Adding to Jeroen’s own frustration was the feeling that the comrades here were showing a certain reserve toward his plans for the collectors. He could count on Greet; she was loyal, in spite of her cavils. And in fairness he could not expect Horst and Elfride and Carlos to immediately share his enthusiasm; not having been on the Boeing, they had learned only last night of the abrupt revision of the program that had raised the number of hostages from eight to twenty. As for the Arabs, they had not yet had the collectors explained to them—there would be time enough for that when New York had pronounced—and had not been moved to ask; for them, the evidence that these additional people were rich was doubtless sufficient reason for their being here. It was depressing, though, that Werner, on being told late last night by radio of the unforeseen development, had responded almost with ecstasy
(“Wunderbar, nicht? Unglaublich!”),
while those here on the spot had had only neutral comments, as if to say time would tell. Nor had they warmed up appreciably as time had gone by.

It must be the waiting and watching him fiddle uselessly with the radio. Werner, in freedom, had the active part, telephoning New York, and on his own initiative making roundabout inquiries of a famous Aachen collector, who, however, knew only hyper-realism, post-op, post-pop, earth art, and the Americans who collected such
rommel.
Here the comrades were condemned to unemployment; they had nothing to do but eat and stand guard and rebuff the hostages’ incessant demands for news.

Inactivity was the problem. From being masters of the situation, they were slipping into a state of dependency and powerlessness in respect to the outside world. The moment they got the information, good tidings or bad, it would be necessary, Jeroen decided, for the commando to assert itself and abandon this cat-and-mouse game. There could be no further need for hiding and waiting, maiden-like, to be found.
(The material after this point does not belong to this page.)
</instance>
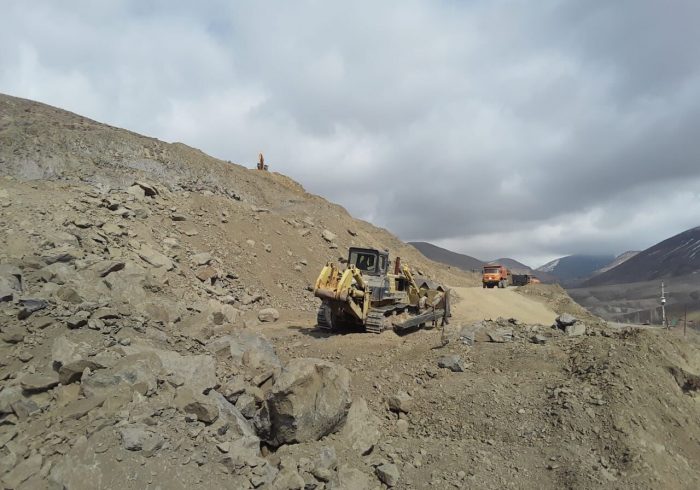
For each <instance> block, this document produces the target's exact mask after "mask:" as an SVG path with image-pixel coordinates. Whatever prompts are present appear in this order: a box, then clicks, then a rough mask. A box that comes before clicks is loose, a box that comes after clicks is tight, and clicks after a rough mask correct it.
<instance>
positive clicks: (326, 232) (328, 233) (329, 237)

An announcement from the command post would declare its location—why not? A flag might even be flown, boldly, from the roof. Making one on the Singer from the housewife’s scraps of dressmaking material would give the hostages something to do. Some of the present precautions could be relaxed. There was no reason that the prisoners should not be permitted to go for short walks around the house, twice a day, under guard. For aerial reconnaissance to observe them at their exercise could do no harm. Jeroen did not agree that the headquarters should be regarded as a punitive re-education center—Elfride’s idea, typically German. Contrary to what she said, it was not his intention to coddle the hostages, but last night’s experience showed that given favorable conditions even the most unpromising human material was capable of cooperation.

The evening meal was being distributed when Aachen finally signaled that it was ready to transmit. Horst was monitoring the set, and the stewardess came running to bring Jeroen from the family room, where he stood looking at television. They were showing Royal Navy dredges dragging the Ijsselmeer for the helicopter—good entertainment; a few of the hostages, seated on the floor, were laughing and clapping. From the shadows on the screen, the time would appear to have been early afternoon, now several hours in the past. Just before dark, doubtless at the close of that costly and fruitless operation, a plane had circled over the farmhouse and disappeared into the sunset; the hostages had watched it through the pastor’s binoculars. Now the house stood in darkness, except for the family room, lit by the television and a single lamp, the playroom upstairs, where the farm children would be doing their homework, the stairway, and the kitchen.

Jeroen seated himself at the table, fitted the gray rubber earphones on his head, took the pencil Horst was holding out to him, and prepared to write. The message was coming through clearly. The code they had settled on was simple, more like a shorthand used by children in a family to communicate among themselves when elders were listening than like the usual ciphers, which were child’s play for the experts to “break.”